Outcome of several concentrations of H₂O₂ in CA degradation by the UV-A-Fenton process; (a) dependence on the kinetic constant rates; (b) electric energy per order ($E_{\mathrm{EO}}$).

Figure 6

Assessment of the H₂O₂:Fe²⁺ molar ratio in (a) CA degradation and (b) H₂O₂ consumption and Fe²⁺ concentration.
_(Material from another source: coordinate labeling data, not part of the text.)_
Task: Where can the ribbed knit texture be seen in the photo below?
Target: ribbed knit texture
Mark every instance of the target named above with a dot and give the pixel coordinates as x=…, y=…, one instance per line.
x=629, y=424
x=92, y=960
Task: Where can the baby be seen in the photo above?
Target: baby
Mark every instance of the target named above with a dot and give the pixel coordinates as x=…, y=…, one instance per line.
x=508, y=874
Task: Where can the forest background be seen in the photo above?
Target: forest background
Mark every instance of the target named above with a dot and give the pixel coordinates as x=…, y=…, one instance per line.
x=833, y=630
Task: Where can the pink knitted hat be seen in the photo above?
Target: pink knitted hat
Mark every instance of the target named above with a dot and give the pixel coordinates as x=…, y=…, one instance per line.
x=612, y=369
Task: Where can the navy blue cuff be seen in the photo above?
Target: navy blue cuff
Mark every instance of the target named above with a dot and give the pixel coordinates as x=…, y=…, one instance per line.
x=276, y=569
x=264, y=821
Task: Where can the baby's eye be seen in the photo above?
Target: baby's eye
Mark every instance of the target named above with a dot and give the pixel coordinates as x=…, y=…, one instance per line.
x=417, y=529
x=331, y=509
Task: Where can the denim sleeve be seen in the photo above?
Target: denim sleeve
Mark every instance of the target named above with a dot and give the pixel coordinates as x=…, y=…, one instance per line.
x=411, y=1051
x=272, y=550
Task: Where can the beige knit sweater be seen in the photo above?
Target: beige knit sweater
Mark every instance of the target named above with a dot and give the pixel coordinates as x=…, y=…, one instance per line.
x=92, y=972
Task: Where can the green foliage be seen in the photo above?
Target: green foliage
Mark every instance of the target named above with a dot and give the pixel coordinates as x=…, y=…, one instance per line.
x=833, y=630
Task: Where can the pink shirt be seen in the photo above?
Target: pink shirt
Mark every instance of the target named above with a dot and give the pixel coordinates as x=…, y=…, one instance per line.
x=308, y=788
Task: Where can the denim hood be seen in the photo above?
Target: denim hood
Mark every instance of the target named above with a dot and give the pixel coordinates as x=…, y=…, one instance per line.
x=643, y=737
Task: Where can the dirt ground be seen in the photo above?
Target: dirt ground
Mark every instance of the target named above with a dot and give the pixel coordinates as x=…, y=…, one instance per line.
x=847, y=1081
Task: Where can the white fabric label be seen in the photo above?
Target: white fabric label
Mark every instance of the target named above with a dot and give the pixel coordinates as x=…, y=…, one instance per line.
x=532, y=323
Operational conditions: [CA] = 5.5 × 10⁻⁴ mol L⁻¹, [H₂O₂] = 2.2 × 10⁻³ mol L⁻¹, pH = 3.0, agitation 150 rpm, temperature = 298 K, radiation UV-A, $I_{\mathrm{UV}}$ = 32.7 W m⁻², t = 15 min.

Figure 7

Outcome of several concentrations of Fe²⁺ in CA degradation by UV-A-Fenton process; (a) dependence on the kinetic constant rates; (b) electric energy per order ($E_{\mathrm{EO}}$).

Figure 8

Assessment of different flow rates (1–4 mL min⁻¹) in (a) CA and DOC removal; (b) H₂O₂ and Fe²⁺ concentration available as function of θ. Operational conditions: [CA] = 5.5 × 10⁻⁴ mol L⁻¹, [Fe²⁺] = 1.1 × 10⁻⁴ mol L⁻¹, pH = 3.0, agitation 150 rpm, temperature = 298 K, radiation UV-A, $I_{\mathrm{UV}}$ = 32.7 W m⁻², HRT = 15 min.

Figure 9

Dependence of the kinetic constant (k) to the flow rate (F) of the continuous mode reactor.